Plugin
| Arg | Description | Type |
|---|---|---|
| rules | A list of sigma rules to compile. | list of string (required) |
| log_sources | A log source object as obtained from the sigma_log_sources() VQL function. | Any (required) |
| field_mapping | A dict containing a mapping between a rule field name and a VQL Lambda to get the value of the field from the event. | ordereddict.Dict |
| debug | If enabled we emit all match objects with description of what would match. | bool |
| rule_filter | If specified we use this callback to filter the rules for inclusion. | Lambda |
| default_details | If specified we use this callback to determine a details column if the sigma rule does not specify it. | Lambda |
Evaluate sigma rules.
For a full description of this plugin see
A Curated set of Sigma Models and rules is maintained at https://sigma.velocidex.com/
The following extensions are supported by Velociraptor’s sigma()
plugin:
The vql field can specify a VQL lambda which will be used to
construct or enrich the event with additional fields.

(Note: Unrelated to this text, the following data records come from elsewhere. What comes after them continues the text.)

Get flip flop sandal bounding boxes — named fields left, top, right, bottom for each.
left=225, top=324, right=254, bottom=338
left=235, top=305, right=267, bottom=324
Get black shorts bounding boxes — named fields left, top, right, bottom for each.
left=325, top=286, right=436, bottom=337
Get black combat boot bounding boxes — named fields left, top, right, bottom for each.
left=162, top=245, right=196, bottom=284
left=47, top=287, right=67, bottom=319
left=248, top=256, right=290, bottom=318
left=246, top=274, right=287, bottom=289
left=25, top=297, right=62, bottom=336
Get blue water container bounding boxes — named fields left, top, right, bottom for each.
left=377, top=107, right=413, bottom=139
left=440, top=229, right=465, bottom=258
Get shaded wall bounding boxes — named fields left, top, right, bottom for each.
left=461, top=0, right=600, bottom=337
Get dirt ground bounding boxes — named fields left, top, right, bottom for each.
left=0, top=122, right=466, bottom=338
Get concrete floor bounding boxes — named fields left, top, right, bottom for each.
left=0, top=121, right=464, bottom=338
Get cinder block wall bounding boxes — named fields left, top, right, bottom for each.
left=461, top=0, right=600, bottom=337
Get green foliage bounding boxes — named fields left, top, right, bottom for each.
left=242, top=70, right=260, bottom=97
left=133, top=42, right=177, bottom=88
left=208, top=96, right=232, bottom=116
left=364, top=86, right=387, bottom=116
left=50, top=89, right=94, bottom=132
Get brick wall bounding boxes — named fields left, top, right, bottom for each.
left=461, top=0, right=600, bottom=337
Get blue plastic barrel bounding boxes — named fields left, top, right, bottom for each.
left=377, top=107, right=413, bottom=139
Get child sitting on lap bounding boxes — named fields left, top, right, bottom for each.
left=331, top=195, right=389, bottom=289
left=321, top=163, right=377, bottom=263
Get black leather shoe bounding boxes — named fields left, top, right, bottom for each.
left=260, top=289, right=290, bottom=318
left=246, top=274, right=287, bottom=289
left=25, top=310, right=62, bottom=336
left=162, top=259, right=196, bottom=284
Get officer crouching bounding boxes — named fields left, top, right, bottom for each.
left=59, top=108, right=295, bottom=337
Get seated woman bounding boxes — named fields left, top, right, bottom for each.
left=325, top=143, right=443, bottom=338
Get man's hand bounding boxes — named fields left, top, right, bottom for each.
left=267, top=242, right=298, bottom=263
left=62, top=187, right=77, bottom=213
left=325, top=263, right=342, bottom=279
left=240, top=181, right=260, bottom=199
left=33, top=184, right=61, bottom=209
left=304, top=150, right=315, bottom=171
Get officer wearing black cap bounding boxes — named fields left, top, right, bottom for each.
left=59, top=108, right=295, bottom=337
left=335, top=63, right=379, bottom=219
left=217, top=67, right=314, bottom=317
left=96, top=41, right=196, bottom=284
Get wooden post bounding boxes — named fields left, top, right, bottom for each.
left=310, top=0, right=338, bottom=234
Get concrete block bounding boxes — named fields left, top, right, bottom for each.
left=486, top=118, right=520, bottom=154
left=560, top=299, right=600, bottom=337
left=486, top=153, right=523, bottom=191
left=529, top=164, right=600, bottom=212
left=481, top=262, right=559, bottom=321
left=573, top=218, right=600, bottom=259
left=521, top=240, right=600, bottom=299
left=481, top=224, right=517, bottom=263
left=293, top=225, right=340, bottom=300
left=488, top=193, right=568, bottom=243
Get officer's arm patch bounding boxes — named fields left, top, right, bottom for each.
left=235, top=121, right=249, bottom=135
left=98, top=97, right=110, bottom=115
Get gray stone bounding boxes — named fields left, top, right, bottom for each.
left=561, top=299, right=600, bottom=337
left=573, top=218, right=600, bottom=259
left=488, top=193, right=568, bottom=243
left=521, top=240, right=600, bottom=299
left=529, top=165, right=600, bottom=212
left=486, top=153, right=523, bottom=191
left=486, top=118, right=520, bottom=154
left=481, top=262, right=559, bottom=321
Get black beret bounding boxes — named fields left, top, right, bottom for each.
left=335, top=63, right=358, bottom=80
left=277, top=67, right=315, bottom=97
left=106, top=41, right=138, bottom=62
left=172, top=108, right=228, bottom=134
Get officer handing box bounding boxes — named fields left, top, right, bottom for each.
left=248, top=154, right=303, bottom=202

This
happens prior to event matching so it applies on all events
(event ones that do not match). Therefore this section should
be fairly light weight.
The enrichment field specifies a VQL lambda which will be
used to build an enrichment object after a match is made. This
is used to additional information for the analyst to assess.
The vql modifier can be used to specify a VQL lambda that
will be used in a detection clause. The lambda will receive the
field and should return a boolean value.